Developed by Boston-based AquaBounty Technologies under the brand name AquAdvantage Salmon, the fish is identical to conventional Atlantic salmon with the exception of an added gene from the Chinook salmon that drives the rapid growth, according to the company.

The new breed has swirled in controversy in recent years, with critics saying it could cause allergies in humans and wreak havoc on the wild salmon population.

But in a report released last week, the US Food and Drug Administration (FDA) said that with respect to food safety, it “has concluded that food from AquAdvantage salmon is as safe as food from conventional Atlantic salmon, and that there is a reasonable certainty of no harm from consumption.”

The fish would be the first genetically modified food animal to be approved for human consumption.

The FDA will now wait 60 days to receive public comments on its assessment before it can finalize its report.

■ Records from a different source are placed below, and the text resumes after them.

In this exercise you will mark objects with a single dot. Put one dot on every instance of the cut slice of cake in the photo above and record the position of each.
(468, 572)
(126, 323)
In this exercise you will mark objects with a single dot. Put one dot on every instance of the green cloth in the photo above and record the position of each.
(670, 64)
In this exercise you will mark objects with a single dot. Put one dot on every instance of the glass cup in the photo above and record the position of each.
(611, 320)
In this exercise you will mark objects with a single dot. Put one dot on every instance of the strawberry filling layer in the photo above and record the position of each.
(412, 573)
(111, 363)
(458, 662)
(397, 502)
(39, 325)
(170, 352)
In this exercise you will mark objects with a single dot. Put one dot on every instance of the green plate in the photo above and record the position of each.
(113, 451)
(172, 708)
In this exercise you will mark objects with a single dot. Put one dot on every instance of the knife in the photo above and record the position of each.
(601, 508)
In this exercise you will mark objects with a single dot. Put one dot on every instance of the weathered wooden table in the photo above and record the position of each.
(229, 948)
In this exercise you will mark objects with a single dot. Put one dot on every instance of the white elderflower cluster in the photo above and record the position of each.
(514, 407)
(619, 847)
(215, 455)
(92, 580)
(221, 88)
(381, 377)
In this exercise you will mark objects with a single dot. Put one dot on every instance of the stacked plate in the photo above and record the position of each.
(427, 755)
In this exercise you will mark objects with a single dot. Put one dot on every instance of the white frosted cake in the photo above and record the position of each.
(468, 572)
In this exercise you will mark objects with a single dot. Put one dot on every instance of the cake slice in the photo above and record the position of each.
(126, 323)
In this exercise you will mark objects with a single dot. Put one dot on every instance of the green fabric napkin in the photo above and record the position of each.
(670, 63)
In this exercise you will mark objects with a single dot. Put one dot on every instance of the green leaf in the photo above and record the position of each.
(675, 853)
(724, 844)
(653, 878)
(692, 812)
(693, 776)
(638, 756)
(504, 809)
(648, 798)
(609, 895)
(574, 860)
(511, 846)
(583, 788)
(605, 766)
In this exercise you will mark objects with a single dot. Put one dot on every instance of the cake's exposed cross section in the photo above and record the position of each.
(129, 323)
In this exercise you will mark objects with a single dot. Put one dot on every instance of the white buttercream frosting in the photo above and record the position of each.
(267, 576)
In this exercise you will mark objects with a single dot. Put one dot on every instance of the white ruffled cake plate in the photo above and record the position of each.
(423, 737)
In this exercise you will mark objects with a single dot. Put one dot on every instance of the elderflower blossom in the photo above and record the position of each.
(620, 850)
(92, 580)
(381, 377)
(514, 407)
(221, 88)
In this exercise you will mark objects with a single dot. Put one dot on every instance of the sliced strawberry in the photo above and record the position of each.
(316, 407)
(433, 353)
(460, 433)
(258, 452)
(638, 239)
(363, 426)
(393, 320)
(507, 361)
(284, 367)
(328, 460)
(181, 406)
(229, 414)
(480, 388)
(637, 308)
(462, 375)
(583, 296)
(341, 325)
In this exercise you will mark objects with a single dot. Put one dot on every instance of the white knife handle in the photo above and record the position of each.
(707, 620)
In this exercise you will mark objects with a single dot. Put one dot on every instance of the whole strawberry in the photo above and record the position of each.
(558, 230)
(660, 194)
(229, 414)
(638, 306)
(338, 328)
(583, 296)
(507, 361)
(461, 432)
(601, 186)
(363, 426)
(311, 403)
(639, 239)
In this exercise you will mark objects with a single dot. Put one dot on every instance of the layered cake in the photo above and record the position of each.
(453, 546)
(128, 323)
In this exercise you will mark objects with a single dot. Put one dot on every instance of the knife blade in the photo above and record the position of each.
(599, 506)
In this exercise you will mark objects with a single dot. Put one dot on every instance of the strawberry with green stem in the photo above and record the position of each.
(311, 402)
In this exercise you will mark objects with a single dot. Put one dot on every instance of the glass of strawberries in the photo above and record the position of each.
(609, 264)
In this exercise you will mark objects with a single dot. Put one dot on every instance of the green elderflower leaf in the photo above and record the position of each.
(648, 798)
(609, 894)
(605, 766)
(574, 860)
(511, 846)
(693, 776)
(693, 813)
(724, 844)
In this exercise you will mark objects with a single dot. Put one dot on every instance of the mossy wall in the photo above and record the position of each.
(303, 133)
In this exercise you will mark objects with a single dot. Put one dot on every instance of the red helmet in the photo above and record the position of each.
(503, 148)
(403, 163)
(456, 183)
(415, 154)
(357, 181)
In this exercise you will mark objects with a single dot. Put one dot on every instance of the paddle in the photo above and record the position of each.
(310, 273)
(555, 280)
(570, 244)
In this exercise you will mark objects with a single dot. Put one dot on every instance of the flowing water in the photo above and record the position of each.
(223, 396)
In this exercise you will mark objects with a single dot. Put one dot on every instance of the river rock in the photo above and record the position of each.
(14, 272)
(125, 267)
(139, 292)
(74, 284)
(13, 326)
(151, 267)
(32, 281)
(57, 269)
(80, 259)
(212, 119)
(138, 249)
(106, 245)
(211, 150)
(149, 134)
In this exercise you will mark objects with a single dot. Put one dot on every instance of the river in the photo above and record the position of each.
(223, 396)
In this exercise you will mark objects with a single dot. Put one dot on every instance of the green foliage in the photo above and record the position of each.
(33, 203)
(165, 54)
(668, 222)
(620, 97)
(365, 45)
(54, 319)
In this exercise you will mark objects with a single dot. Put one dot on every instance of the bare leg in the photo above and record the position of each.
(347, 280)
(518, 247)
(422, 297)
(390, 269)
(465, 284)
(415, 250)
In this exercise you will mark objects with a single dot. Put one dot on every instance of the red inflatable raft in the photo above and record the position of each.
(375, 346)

AquaBounty Technologies welcomed the positive report, but US lawmakers—in particular from states in the US Northwest and Alaska, where salmon fishing is an important industry—have vowed to prevent the genetically modified fish from reaching US tables.

“The notion that consuming Frankenfish is safe for the public and our oceans is a joke,” Sen. Mark Begich, a Democrat from Alaska, said in a statement Friday.

The hybrid salmon could face barriers reaching the shelves in the European Union, Russia and Japan, where restrictions on genetically modified foods are generally stricter.